BMW 750d 1

BMW recently revealed its new 3.0 litre turbodiesel, and it appears the oil burner, which is bolted to four turbochargers, has found its way into the new G11 BMW 750d xDrive and G12 BMW 750Ld xDrive (the latter is the long-wheelbase version). The diesel 7 Series duo is set to go on sale in Europe in July 2016.

In this setup, the 3.0 litre in-line six-cylinder diesel engine churns out 400 hp at 4,400 rpm, with over 450 Nm of torque available at just 1,000 rpm. Peak torque is a healthy 760 Nm at 2,000 to 3,000 rpm. As detailed earlier, this represents an increase of 19 hp and 20 Nm from the outgoing N57S tri-turbo mill that currently powers several M Performance models like the M550d, X5 M50d and X6 M50d.

Mated to the engine of both 7 Series versions is an eight-speed Steptronic transmission and BMW’s xDrive all-wheel drive system.
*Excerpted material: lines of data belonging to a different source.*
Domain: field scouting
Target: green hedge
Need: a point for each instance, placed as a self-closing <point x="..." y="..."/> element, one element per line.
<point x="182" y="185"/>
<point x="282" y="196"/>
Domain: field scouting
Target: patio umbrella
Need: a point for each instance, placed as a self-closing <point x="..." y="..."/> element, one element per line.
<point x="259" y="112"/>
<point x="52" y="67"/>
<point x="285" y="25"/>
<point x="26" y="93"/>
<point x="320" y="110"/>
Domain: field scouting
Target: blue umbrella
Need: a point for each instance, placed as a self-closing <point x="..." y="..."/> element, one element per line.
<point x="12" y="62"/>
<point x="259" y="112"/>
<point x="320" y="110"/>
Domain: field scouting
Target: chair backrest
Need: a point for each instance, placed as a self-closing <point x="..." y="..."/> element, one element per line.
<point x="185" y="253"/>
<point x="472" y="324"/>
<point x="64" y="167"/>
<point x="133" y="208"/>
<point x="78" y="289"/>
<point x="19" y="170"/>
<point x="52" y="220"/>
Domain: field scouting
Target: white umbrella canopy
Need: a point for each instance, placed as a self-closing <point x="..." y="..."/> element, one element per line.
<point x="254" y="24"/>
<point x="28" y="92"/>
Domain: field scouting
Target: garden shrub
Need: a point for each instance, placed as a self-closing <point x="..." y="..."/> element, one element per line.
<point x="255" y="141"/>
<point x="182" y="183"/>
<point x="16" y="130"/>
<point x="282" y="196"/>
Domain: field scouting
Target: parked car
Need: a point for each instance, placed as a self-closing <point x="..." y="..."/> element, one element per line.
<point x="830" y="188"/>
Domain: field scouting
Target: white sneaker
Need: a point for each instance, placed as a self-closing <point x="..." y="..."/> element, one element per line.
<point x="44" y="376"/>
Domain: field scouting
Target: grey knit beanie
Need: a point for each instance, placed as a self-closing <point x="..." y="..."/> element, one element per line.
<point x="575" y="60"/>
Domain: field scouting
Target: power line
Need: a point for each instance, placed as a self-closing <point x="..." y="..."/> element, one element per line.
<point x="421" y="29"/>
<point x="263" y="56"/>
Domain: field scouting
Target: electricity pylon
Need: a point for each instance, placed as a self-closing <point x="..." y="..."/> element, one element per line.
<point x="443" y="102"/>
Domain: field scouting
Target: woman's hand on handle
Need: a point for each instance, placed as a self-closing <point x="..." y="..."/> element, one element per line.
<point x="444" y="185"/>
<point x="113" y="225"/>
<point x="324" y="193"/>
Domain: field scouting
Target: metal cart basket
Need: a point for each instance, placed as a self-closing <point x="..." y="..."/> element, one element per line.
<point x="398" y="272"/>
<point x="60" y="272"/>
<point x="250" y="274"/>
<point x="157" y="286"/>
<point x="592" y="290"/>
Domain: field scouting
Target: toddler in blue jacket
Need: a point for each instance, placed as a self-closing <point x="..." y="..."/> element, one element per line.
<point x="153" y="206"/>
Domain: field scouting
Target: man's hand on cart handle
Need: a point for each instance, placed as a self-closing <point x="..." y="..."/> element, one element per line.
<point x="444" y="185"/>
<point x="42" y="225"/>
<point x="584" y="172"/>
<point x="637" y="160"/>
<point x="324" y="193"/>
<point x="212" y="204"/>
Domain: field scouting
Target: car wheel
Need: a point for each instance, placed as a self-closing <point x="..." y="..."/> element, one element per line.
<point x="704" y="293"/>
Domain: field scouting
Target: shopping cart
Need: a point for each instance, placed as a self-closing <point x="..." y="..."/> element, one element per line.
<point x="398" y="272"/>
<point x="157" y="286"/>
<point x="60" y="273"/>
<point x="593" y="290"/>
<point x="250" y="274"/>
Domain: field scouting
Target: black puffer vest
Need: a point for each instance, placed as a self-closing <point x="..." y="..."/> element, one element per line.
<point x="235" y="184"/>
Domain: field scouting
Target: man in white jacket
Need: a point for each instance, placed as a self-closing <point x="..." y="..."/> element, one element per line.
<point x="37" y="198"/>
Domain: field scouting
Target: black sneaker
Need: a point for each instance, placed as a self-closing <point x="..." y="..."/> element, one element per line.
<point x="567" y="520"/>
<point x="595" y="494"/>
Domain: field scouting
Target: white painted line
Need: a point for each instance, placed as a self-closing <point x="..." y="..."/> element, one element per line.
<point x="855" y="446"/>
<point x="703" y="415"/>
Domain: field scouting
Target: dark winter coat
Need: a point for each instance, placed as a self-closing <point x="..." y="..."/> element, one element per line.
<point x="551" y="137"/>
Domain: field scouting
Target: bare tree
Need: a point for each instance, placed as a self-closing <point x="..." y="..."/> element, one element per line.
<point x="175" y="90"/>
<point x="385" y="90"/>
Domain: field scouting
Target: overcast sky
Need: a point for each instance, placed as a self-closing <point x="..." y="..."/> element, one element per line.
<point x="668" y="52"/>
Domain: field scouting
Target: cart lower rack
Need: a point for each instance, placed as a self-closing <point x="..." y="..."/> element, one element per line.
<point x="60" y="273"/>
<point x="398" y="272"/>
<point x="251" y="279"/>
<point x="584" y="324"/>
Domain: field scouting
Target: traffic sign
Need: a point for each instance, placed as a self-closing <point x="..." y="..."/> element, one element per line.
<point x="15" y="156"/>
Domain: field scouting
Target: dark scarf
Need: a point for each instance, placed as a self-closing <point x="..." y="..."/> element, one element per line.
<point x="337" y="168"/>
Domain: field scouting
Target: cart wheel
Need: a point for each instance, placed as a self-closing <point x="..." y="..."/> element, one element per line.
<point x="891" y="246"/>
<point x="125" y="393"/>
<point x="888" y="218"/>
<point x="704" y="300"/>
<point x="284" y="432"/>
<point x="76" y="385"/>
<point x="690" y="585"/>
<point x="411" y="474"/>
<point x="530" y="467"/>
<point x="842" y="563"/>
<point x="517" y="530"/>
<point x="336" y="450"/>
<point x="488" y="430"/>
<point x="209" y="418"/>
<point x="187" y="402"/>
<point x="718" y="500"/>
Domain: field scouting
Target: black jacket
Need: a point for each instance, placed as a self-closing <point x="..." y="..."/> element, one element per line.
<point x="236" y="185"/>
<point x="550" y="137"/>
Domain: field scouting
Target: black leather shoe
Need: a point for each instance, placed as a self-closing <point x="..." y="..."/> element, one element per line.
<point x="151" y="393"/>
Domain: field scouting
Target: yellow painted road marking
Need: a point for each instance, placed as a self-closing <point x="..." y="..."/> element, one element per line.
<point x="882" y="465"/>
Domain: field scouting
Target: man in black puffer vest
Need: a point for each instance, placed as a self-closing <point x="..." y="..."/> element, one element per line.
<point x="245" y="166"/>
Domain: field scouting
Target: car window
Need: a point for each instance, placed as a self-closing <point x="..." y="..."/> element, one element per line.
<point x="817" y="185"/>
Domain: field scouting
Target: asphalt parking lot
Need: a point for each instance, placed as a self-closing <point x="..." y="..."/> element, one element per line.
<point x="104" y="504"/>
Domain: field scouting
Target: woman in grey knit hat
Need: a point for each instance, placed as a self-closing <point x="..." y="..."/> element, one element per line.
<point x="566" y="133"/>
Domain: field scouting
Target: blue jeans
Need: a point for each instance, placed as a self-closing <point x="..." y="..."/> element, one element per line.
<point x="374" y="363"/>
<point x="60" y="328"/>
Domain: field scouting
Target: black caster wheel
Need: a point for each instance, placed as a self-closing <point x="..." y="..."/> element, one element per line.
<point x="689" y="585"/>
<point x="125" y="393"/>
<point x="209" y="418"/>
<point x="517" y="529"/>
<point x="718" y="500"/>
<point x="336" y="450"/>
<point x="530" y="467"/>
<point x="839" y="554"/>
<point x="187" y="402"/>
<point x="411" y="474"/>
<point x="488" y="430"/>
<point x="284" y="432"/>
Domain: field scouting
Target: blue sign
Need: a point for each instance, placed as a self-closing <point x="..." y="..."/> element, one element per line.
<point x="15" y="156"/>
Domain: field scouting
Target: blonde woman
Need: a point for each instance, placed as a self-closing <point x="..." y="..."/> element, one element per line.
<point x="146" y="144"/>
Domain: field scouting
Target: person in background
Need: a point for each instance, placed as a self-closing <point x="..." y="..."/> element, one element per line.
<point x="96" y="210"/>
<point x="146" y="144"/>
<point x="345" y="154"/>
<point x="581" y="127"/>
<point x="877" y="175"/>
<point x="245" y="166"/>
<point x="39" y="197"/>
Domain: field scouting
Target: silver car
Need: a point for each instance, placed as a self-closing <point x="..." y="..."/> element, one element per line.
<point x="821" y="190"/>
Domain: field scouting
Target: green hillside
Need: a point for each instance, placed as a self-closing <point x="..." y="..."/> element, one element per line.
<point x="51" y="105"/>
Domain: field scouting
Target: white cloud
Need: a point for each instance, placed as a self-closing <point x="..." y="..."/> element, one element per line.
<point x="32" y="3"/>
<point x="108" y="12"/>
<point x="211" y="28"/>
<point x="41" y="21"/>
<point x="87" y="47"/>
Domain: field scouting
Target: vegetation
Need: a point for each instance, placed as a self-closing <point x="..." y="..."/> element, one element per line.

The German marque also provided a few tantalising figures to highlight the powertrain’s capabilities.

BMW 750d 2

On the performance front, the 0-100 km/h sprint will be done and dusted in just 4.6 seconds for the standard wheelbase 750d xDrive, while the 750Ld xDrive achieves the same feat one tenth of a second later. This represents an improvement of 0.3 seconds over its predecessor. Top speed for both variants is an electronically-limited 250 km/h.

Those who prefer the eco side of things will be glad to know that the 750d xDrive and 750Ld xDrive return a fuel consumption of between 5.9L to 5.7L per 100 km (combined cycle). CO2 emissions meanwhile are between 149 and 154 grammes per km based on the EU test cycle. According to BMW, the new mill is 11% more fuel efficient and kinder to the planet than the outgoing three-turbo unit, despite being more powerful.

BMW’s most powerful six-cylinder benefits from several features, which the carmaker is more than happy to explain. For starters, the maximum combustion pressure has been increased from 200 bar to 210 bar. The new mill also gets the latest iteration of common-rail direct injection technology, whereby maximum injection pressure has been increased to over 2,500 bar.


The highlight here is of course the fourth turbocharger. Twin smaller low-pressure turbochargers replace the previous single turbine, and join two high-pressure units as before. BMW claims this allows for a quicker response time from the turbos. A new engine management system (Digital Diesel Electronics) is also put in place to coordinate the activity of the engine and its turbochargers.

Another new feature here is exhaust gas recirculation for the low-pressure stage of the turbocharging system as well as the high-pressure stage. To enhance efficiency, the engine also utilises an indirect system of charge air cooling with higher capacity than that used by the outgoing engine, aided by an additional compressor backplate cooling for the low-pressure turbos.